What tools we will use?

In this lab, we'll use two docker containers: the kafka broker and a third-party tool for UI visualization, called kafka-ui. For the coding (tutorial and exercises), we'll use Python3 with the confluent-kafka package.

note

kafka-ui is not an official tool, but a visualization tool designed and developed by the community, useful in the development process.

info

kafka-ui is a web application, already configured in your VM to run on localhost:8080.

There are two options for connecting to the Argo CD user interface: SSH tunneling or Chrome Remote Desktop.

info

Option 1: SSH tunneling

Follow this tutorial to configure the SSH service to bind and forward the 8080 port to your machine:

ssh -J fep -L 8080:127.0.0.1:8080 -i ~/.ssh/id_fep  student@10.9.X.Y
info

Option 2: Chrome Remote Desktop

An alternative to SSH tunneling or X11 forwarding is Chrome Remote Desktop, which allows you to connect to the graphical inteface of your VM.
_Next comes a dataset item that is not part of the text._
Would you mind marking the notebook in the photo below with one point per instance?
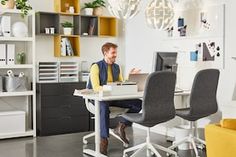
(140, 80)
If you want to use this method, follow the steps from here.

Set the connection

Go to localhost:8080 and configure as follows:

  • Cluster name: CC_lab
  • Host: kafka
  • Post: 9092

At the bottom of the page click Validate. If everything goes well, we will see a toastr, Configuration is valid. We can click on Submit. After a couple of seconds, we will be able to see more options on the left panel:

  • The Brokers page shows the list of kafka nodes available in the cluster.
  • The Topics page presents all the topics.
  • The Consumers page lists the consumer groups, with all the consumers in each group.

Useful scripts

Kafka provides a set of useful scripts for cluster management or just producing and consuming events.

For this part of the lab, we will need two shell instances. In both of them, run the following commands to enter the container and go to the scripts directory:

$ docker exec -it kafka bash
$ cd /opt/kafka/bin

Kafka topics

Kafka topics represent logical channels or categories to which records (messages) are published and from which records are consumed. We can view a topic as a directory from our filesystem. Each topic has a name, as each directory, and we can consume (read) from our topic by using its name, as listing the files from the directory.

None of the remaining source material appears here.